Hi,

On 12 Dec 2016, at 23:17, Kevin Townsend wrote:

Hi Sterling,

One other important question is what happens when we don't respect the read request intervals between data samples?

In the accel sim (really nice to see sim examples, BTW ... that's extremely useful to test sensor algorithms), you just check the number of missing samples from the last interval and generate that many new samples to fill the gaps: https://github.com/apache/incubator-mynewt-core/compare/develop...sensors_branch#diff-1c17a623363565318dfefdb8891c0376R148

A lot of DSP algorithms are timing sensitive, though, such as sensor fusion with accel/mag/gyro inputs, where you want to samples as close as possible to a fixed rate like 50Hz or 100Hz, and the three components read together as closely as possible (though timestamp at least lest you know the difference between components).

Raising some sort of alert when a sample is missed might be a better choice, or having the option to indicate which of the two behaviours should be used by the timer when a sample interval is missed:

- 1. Read multiple values (default behaviour?)
- 2. Raise a missing sample alert

What is the failure condition when a sample is missed look like? My assumption was that this would be, for example, a FIFO overrun on a connected sensor that you are polling for data.

As a primer on how the polling works for those who haven’t looked at the code, it essentially reads a sensor at a fixed rate of ms, and then for each value read from the sensor, it calls the passed sensor read callback.

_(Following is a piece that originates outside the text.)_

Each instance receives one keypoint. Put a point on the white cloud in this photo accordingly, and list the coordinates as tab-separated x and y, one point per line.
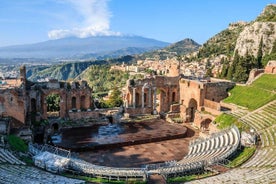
95	20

I had a few thoughts here:

- a “cookie” that represented a single poll sample set. So every time you get a result, you will know its a part of a given poll set, and can use that, for example, to assume that sensor readings were all taken at a given time.

- a time associated with the sensor reading. however, it didn’t look like most of the sensors I saw took this time into account, so I think the cookie could be more relative.

- If the FIFO overruns, it would be nice to know for a given sensor set that you are polling incomplete data. However, this did not seem to be something that was portable, and it could lead to very nasty edge cases where you expect it to, but the underlying interface doesn’t support it.

I guess another failure condition is that you are late in processing an interrupt (locally on the processor), or your task gets locked out for too long and you miss a poll. However, I’m not sure if you want to be putting strict requirements on this task — I think we’d just want to log a delay / statistic every time we get locked out for more than ’n’ ms.